Reading tips for catching up
- Re-read the last two volumes or the most recent serialized chapters to refresh character relationships and plot threads.
- Follow Big Comic Spirits’ publication schedule — remember Asadora! appears biweekly — to catch each new installment as it drops in both print and digital editions.
- Use official translations and licensed releases where available to support creators and publishers; Viz Media and other licensed publishers provide sanctioned English editions.

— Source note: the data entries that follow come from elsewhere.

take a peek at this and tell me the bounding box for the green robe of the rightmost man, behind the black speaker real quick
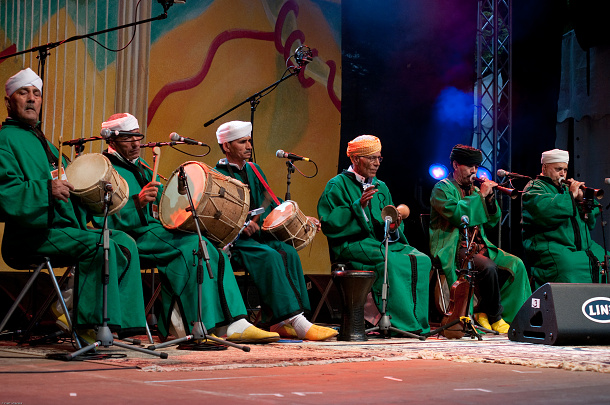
[522,176,604,286]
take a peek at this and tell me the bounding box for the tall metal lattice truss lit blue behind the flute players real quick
[473,0,513,248]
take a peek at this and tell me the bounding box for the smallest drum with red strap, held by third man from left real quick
[262,200,316,250]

How the industry watches Urasawa’s moves
Any return by Urasawa attracts industry attention because his titles often translate into cross-media projects and international sales. Asadora!’s resumption could spur renewed licensing interest, possible collected-volume releases, and continued discussion about the author’s influence on modern manga storytelling. For fans and critics alike, the series’ return is also a reminder of how established creators manage long-form narratives in serialized magazines and digital platforms.
Where to read and follow updates
Primary reading remains through Weekly Big Comic Spirits and its digital edition, which publishes serialized chapters and digital back-issues. For English-language readers, official publishers’ sites (for example, Viz Media) will post licensing news and translated releases; streaming platforms will list adaptation news and availability for projects like Pluto. Wherever you follow the series, rely on official channels and licensed editions to ensure accurate release dates and to support the creators behind the work.
Final thoughts
The return of Asadora! is a welcome moment for fans of Naoki Urasawa and readers who follow character-rich, historically textured storytelling. The promise of a color opening page and successive serialized issues suggests that Urasawa and Big Comic Spirits are setting up a focused push to deliver the next phase of the story with visual and narrative clarity. Whether you’re catching up or returning after the July 2025 hiatus, now is a great time to re-engage with Asadora!’s world and see how one of manga’s most respected creators continues to shape long-form storytelling in the medium.